Back in Washington, the vote in the Senate to impeach the president was another historic and unprecedented news item. The partisan wrangling in the House and Senate between the two major parties has been constantly on display throughout the impeachment hearings the past months. The drama was put forth with an eye to the coming elections and promises a hard and bitter fight from now until November.

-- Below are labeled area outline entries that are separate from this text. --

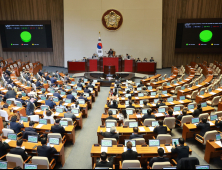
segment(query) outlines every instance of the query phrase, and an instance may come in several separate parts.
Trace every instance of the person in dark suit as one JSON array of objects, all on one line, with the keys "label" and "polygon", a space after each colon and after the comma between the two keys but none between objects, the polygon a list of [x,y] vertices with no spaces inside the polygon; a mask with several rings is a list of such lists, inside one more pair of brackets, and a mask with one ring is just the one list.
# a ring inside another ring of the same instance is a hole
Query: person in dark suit
[{"label": "person in dark suit", "polygon": [[135,139],[135,138],[143,138],[143,135],[138,135],[138,127],[134,127],[133,134],[130,135],[130,139]]},{"label": "person in dark suit", "polygon": [[16,92],[14,90],[12,90],[11,87],[8,88],[8,91],[5,94],[5,100],[7,100],[9,98],[16,98]]},{"label": "person in dark suit", "polygon": [[29,122],[29,127],[25,128],[25,131],[31,131],[31,132],[36,132],[36,129],[34,129],[35,122],[30,121]]},{"label": "person in dark suit", "polygon": [[137,159],[137,152],[132,150],[132,143],[129,141],[127,142],[127,151],[122,153],[122,160],[136,160]]},{"label": "person in dark suit", "polygon": [[117,101],[116,100],[113,100],[113,104],[110,105],[111,103],[109,102],[108,103],[108,107],[109,108],[112,108],[112,109],[117,109],[118,108],[118,104],[117,104]]},{"label": "person in dark suit", "polygon": [[201,104],[197,104],[197,109],[193,112],[193,117],[199,117],[199,115],[202,113]]},{"label": "person in dark suit", "polygon": [[127,106],[126,108],[132,108],[132,109],[135,109],[135,106],[133,106],[133,102],[132,102],[132,100],[129,101],[129,106]]},{"label": "person in dark suit", "polygon": [[171,149],[172,154],[177,154],[176,162],[178,162],[181,158],[189,157],[189,146],[184,146],[184,139],[179,138],[179,146],[173,146]]},{"label": "person in dark suit", "polygon": [[[0,136],[0,157],[7,154],[7,149],[10,149],[10,146],[5,142],[2,143],[2,137]],[[4,158],[4,160],[6,159]]]},{"label": "person in dark suit", "polygon": [[56,103],[52,101],[52,96],[45,101],[45,105],[49,106],[50,109],[53,109],[56,106]]},{"label": "person in dark suit", "polygon": [[19,133],[21,132],[21,128],[24,128],[24,125],[17,123],[16,120],[17,120],[17,116],[12,116],[10,129],[14,130],[15,133]]},{"label": "person in dark suit", "polygon": [[12,148],[9,153],[10,154],[16,154],[16,155],[21,155],[23,161],[25,161],[25,160],[28,159],[28,154],[25,152],[24,149],[21,148],[22,143],[23,143],[22,139],[17,140],[16,148]]},{"label": "person in dark suit", "polygon": [[34,115],[34,110],[35,110],[34,101],[35,101],[35,98],[32,96],[26,107],[26,115],[28,116]]},{"label": "person in dark suit", "polygon": [[54,147],[47,146],[46,138],[41,139],[42,146],[37,147],[38,156],[47,157],[49,162],[51,162],[51,154],[57,153],[57,150]]},{"label": "person in dark suit", "polygon": [[154,133],[157,133],[157,135],[159,134],[167,134],[167,127],[163,126],[163,120],[159,120],[158,121],[159,126],[156,126],[153,130]]},{"label": "person in dark suit", "polygon": [[116,133],[116,127],[113,126],[110,128],[110,132],[101,132],[101,135],[104,138],[115,138],[116,140],[119,139],[119,133]]},{"label": "person in dark suit", "polygon": [[21,103],[22,103],[22,105],[26,105],[25,101],[24,101],[24,100],[22,100],[22,95],[21,95],[21,94],[19,94],[19,95],[18,95],[18,99],[16,99],[16,101],[21,102]]},{"label": "person in dark suit", "polygon": [[96,167],[109,167],[113,168],[113,156],[110,156],[107,158],[106,152],[102,152],[100,155],[100,160],[99,162],[96,163]]},{"label": "person in dark suit", "polygon": [[72,95],[72,91],[67,92],[66,98],[71,99],[72,103],[76,101],[76,98]]},{"label": "person in dark suit", "polygon": [[207,131],[210,131],[210,123],[207,123],[207,118],[202,118],[202,121],[197,124],[197,128],[200,129],[200,136],[204,136]]},{"label": "person in dark suit", "polygon": [[147,114],[144,114],[142,119],[156,119],[155,115],[151,115],[152,109],[147,109]]},{"label": "person in dark suit", "polygon": [[51,132],[52,133],[60,133],[62,136],[65,133],[64,127],[60,126],[60,119],[55,120],[55,125],[51,127]]},{"label": "person in dark suit", "polygon": [[149,167],[151,167],[151,168],[152,168],[152,166],[153,166],[153,164],[154,164],[155,162],[168,162],[168,161],[170,161],[169,158],[164,158],[164,157],[163,157],[163,155],[164,155],[164,150],[163,150],[163,148],[159,148],[159,149],[157,150],[157,152],[158,152],[158,155],[159,155],[159,156],[152,158],[152,159],[150,160],[150,162],[149,162]]}]

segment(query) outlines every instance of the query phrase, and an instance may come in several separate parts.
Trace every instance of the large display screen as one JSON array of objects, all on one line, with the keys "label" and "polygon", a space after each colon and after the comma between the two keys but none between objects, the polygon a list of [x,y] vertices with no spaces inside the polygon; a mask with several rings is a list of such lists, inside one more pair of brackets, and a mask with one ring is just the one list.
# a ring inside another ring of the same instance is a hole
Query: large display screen
[{"label": "large display screen", "polygon": [[50,21],[1,21],[3,51],[52,51]]},{"label": "large display screen", "polygon": [[178,20],[176,52],[222,52],[222,19]]}]

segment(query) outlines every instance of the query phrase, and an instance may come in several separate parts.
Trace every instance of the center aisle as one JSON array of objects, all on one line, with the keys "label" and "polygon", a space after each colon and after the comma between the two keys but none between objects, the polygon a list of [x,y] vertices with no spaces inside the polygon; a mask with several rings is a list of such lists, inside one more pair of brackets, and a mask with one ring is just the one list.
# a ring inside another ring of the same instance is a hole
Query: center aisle
[{"label": "center aisle", "polygon": [[89,116],[84,123],[83,129],[76,139],[69,157],[63,169],[91,169],[92,159],[90,151],[93,144],[98,143],[96,131],[98,126],[101,125],[101,115],[104,112],[104,106],[106,104],[106,98],[108,96],[110,87],[100,87],[100,93],[96,98],[95,103],[91,110],[89,110]]}]

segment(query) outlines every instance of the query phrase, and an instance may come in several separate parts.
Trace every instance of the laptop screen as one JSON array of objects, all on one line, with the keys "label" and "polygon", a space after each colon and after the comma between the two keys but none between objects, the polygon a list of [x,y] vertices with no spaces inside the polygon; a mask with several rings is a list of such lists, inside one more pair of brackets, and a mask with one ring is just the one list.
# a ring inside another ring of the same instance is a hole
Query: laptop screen
[{"label": "laptop screen", "polygon": [[214,121],[214,120],[216,120],[217,119],[217,115],[210,115],[210,120],[211,121]]},{"label": "laptop screen", "polygon": [[17,140],[17,134],[16,133],[8,133],[8,139]]},{"label": "laptop screen", "polygon": [[199,123],[199,122],[200,122],[199,118],[192,118],[192,124]]},{"label": "laptop screen", "polygon": [[159,126],[158,121],[152,121],[152,127]]},{"label": "laptop screen", "polygon": [[152,146],[160,146],[160,140],[158,140],[158,139],[150,139],[149,140],[149,147],[152,147]]},{"label": "laptop screen", "polygon": [[106,122],[106,128],[111,128],[113,126],[116,126],[115,122]]},{"label": "laptop screen", "polygon": [[31,142],[31,143],[38,143],[38,136],[31,136],[31,135],[28,135],[28,142]]},{"label": "laptop screen", "polygon": [[113,141],[112,140],[101,140],[102,147],[112,147]]},{"label": "laptop screen", "polygon": [[138,122],[129,122],[129,128],[138,127]]},{"label": "laptop screen", "polygon": [[136,140],[125,139],[125,146],[127,146],[127,142],[131,142],[132,143],[132,147],[136,147]]},{"label": "laptop screen", "polygon": [[59,145],[59,138],[49,138],[49,144]]},{"label": "laptop screen", "polygon": [[47,119],[39,119],[39,124],[47,125]]},{"label": "laptop screen", "polygon": [[158,108],[158,113],[165,113],[166,112],[166,108]]},{"label": "laptop screen", "polygon": [[34,164],[25,164],[24,169],[38,169],[38,165]]}]

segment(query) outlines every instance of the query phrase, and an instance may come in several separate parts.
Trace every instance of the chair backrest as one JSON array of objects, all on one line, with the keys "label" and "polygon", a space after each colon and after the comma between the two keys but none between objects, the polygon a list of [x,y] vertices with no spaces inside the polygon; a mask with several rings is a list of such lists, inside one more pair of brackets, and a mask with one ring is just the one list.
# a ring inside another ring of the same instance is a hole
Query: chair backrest
[{"label": "chair backrest", "polygon": [[156,119],[145,119],[144,126],[152,126],[152,121],[156,121]]},{"label": "chair backrest", "polygon": [[12,129],[3,128],[2,129],[3,137],[8,137],[8,133],[15,133]]},{"label": "chair backrest", "polygon": [[152,169],[163,169],[164,167],[171,166],[170,162],[154,162]]},{"label": "chair backrest", "polygon": [[140,168],[139,160],[124,160],[122,164],[122,169],[128,168]]},{"label": "chair backrest", "polygon": [[183,117],[182,117],[182,120],[181,120],[181,127],[183,127],[183,124],[184,124],[184,123],[191,122],[191,121],[192,121],[192,118],[193,118],[192,115],[183,116]]},{"label": "chair backrest", "polygon": [[136,145],[143,145],[146,143],[144,138],[136,138],[134,140],[136,140]]},{"label": "chair backrest", "polygon": [[42,168],[49,169],[49,160],[47,157],[33,156],[32,163],[38,165],[38,168],[40,166]]},{"label": "chair backrest", "polygon": [[112,144],[117,145],[117,140],[115,138],[103,138],[103,140],[112,140]]},{"label": "chair backrest", "polygon": [[164,124],[169,128],[169,129],[174,129],[175,128],[175,117],[166,117],[164,118],[163,122]]},{"label": "chair backrest", "polygon": [[157,139],[160,140],[160,144],[171,144],[172,137],[169,134],[160,134],[157,136]]},{"label": "chair backrest", "polygon": [[[25,161],[22,159],[21,155],[10,154],[10,153],[6,155],[6,160],[8,161],[8,165],[9,165],[8,168],[12,168],[12,169],[16,166],[20,166],[21,168],[23,168],[23,162]],[[10,167],[10,164],[11,166],[14,165],[14,167]]]},{"label": "chair backrest", "polygon": [[136,122],[135,119],[125,120],[124,125],[129,126],[129,122]]},{"label": "chair backrest", "polygon": [[206,132],[205,135],[204,135],[204,143],[203,144],[206,145],[207,140],[210,140],[210,139],[215,140],[217,133],[218,132],[216,130]]}]

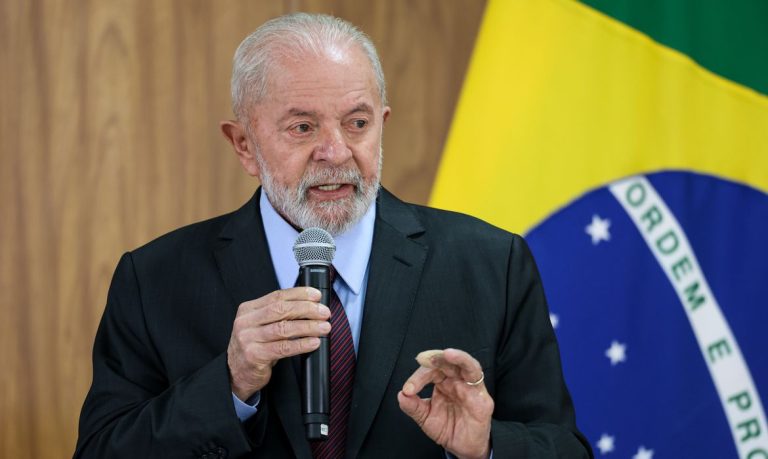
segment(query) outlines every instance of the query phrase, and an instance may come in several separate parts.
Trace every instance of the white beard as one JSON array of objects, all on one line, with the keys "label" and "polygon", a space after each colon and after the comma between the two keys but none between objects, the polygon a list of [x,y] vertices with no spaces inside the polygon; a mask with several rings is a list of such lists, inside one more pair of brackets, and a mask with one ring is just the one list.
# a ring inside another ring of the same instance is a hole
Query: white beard
[{"label": "white beard", "polygon": [[[357,167],[311,167],[307,169],[296,189],[275,180],[261,153],[256,152],[256,162],[261,171],[261,186],[277,212],[292,225],[301,228],[322,228],[334,236],[344,233],[365,215],[379,192],[381,179],[382,149],[379,148],[378,172],[365,181]],[[344,199],[312,203],[307,191],[313,186],[329,183],[349,183],[354,193]]]}]

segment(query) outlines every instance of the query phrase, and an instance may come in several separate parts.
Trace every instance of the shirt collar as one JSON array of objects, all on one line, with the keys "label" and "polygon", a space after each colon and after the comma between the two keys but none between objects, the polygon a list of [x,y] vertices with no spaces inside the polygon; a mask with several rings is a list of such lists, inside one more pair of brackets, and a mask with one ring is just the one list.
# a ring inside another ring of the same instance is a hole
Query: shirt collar
[{"label": "shirt collar", "polygon": [[[259,197],[259,209],[280,288],[293,287],[299,273],[299,266],[293,256],[293,243],[296,242],[299,232],[272,207],[263,188]],[[375,221],[374,200],[365,215],[352,228],[334,236],[336,256],[333,259],[333,267],[355,295],[360,293],[368,269]]]}]

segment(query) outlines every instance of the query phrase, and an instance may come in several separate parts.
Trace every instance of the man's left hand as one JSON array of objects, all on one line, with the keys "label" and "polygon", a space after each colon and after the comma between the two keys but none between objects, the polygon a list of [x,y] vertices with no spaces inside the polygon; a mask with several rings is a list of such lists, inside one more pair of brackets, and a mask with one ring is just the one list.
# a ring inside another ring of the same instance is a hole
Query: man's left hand
[{"label": "man's left hand", "polygon": [[[397,394],[400,409],[451,454],[487,458],[494,405],[480,363],[464,351],[445,349],[428,365],[432,368],[419,367]],[[432,398],[419,398],[427,384],[435,385]]]}]

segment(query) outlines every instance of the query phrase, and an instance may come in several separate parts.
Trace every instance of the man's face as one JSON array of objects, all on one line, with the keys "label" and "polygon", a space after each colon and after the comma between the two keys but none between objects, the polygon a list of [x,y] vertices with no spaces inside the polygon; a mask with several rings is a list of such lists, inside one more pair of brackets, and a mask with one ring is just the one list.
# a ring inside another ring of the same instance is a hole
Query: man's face
[{"label": "man's face", "polygon": [[362,51],[329,54],[273,68],[265,98],[249,112],[254,161],[241,162],[288,221],[339,234],[376,197],[389,107]]}]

A little bit of relief was provided by the annual football contest, the Super Bowl, this past Sunday evening. For those who watched, the fourth quarter provided much excitement and an intensity that blocked out even the loudest grim news. Three cheers for the 24-year-old quarterback, Patrick Mahomes of the Kansas City Chiefs, who brought his team back from defeat and became the youngest winner of both a Super Bowl and a regular season NFL (2018) MVP award.

Then there is Harvey Weinstein and the trial that, for me, is too much in the news. The constant stream of rape details that are being eagerly reported is a nauseating backdrop for the aforementioned news. There will undoubtedly be a movie.

Speaking of movies, the Academy Awards, popularly known as the Oscars, are coming this Sunday, and they should provide distraction from the heavier events. And isn’t it interesting to learn from a recent news article, that there are probably more than 10 million American nudists? See, you can find happy news if you just try.